Fire Safe Europe offers its sincere condolences to the families of victims and conveys its deepest sympathy to those injured or otherwise affected by the devastating Grenfell Tower fire in London. We also commend the excellent work of the firefighters, emergency services and community volunteers.
Fire Safe Europe fully supports the statements made by the UK’s Fire Protection Association in its media reports and on its website.
Fire Safe Europe is campaigning for fire safety to be improved in Europe’s buildings, and has been calling the European Union to act by developing a Fire Safety Strategy with a clear vision, and tools to reduce the impact of fires.
This tragic loss of lives could have been avoided by ensuring that the construction products do not increase the fire risk, particularly in high-rise buildings where it is difficult to escape. In this case, the Grenfell Tower seemed to respect the current regulations on fire safety, which indicates that those regulations are based on standards and testing methods that do not guarantee a sufficient level of fire safety.
To prevent a tragedy of this scale from happening again, we firmly believe that there are three areas in which the European Institutions must take decisive and rapid action:
1. Urgently change the approach to façade testing
Whilst it hasn’t been confirmed, the material and structure of the facade in the Grenfell Tower is being widely cited and analysed as a possible factor that could have caused the fire to spread so rapidly.
Fire Safe Europe has called on the European Commission to develop a harmonised and rigorous performance based testing method for all façade systems. Unfortunately, the European Commission is steering towards an approach that will not guarantee an adequate level of fire safety.
Urgent action is needed to bring about a change of direction. Tomorrow, June 16, the European Commission will meet experts and Member States to discuss the development of a European approach to assess the fire performance of façades. We urge the European Commission to reconsider its current view before more lives are lost or put at severe risk, and to mandate the development of one harmonised test that prioritises the examination of the large-scale reality of many building fires.
Testing focused on real life conditions is the first important step. Fire Safe Europe also highlights that whilst building products can pass a test, real life is always different, as this fire has so tragically highlighted. When it comes to ‘high risk buildings’ such as high-rise structures, schools, hospitals or other large buildings where occupants may struggle to escape in the event of a fire, all possibility for errors must be designed out: nothing can be left to chance.

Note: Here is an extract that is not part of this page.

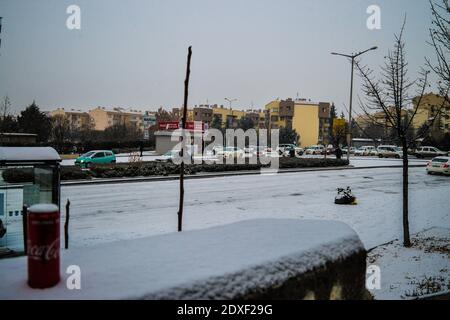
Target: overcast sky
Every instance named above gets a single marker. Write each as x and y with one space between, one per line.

Many countries have recently changed their regulations and require non-combustible products to be used on the facades of buildings above a certain height (ranging from 12 to 25 meters.) These include Germany, Denmark, Slovakia, Czech Republic, Poland and Serbia. Fire Safe Europe believes other countries should follow these examples and urges the European Institutions to set up a platform for Member States to exchange best practice and experience on fire safety issues.
2. Create harmonised classification of the smoke toxicity of construction products
Smoke is the biggest killer in fires, yet smoke toxicity of construction products is not tested. Survivors of the Grenfell fire have spoken of being overcome by smoke. Toxic smoke also has a devastating effect on the firefighters, who are more affected than the general public by 14 types of cancers.

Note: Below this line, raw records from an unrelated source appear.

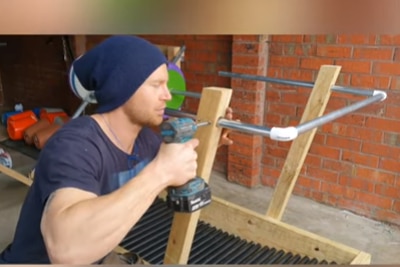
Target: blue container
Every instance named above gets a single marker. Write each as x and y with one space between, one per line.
6 115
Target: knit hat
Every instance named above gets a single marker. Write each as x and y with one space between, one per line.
116 68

Fire Safe Europe has been calling on the Commission to put in place new requirements to test for and label the toxic smoke produced by construction products in the event of a fire. The European Commission is conducting a study to assess the need to regulate for smoke toxicity. The preliminary findings seem to infer that no requirements are necessary. We urge the European Commission to reconsider its approach.

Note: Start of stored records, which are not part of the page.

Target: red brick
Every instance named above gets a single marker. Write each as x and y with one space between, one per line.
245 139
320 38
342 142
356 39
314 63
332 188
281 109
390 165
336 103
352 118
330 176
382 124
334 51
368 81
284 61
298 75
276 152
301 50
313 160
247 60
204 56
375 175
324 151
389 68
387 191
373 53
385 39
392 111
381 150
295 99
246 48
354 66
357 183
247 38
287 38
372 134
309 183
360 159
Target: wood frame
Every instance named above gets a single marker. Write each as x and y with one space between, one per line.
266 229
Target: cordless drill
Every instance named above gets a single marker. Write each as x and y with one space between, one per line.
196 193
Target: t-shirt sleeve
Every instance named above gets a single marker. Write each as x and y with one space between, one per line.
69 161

3. Combining sustainability with Fire Safety
Members of the European Parliament have an immediate opportunity to increase fire safety in buildings. The current revision of the Energy Performance of Buildings Directive (EPBD) allows them to:
Our buildings are going through great change – the biggest in history. Making a building sustainable and energy efficient is vital but it’s important that this is done holistically and that the right products are used in the right application. In other words, the energy performance of buildings should never compromise fire safety, especially since there are materials and construction methods available today allow buildings to be renovated and constructed to be both energy efficient and fire safe.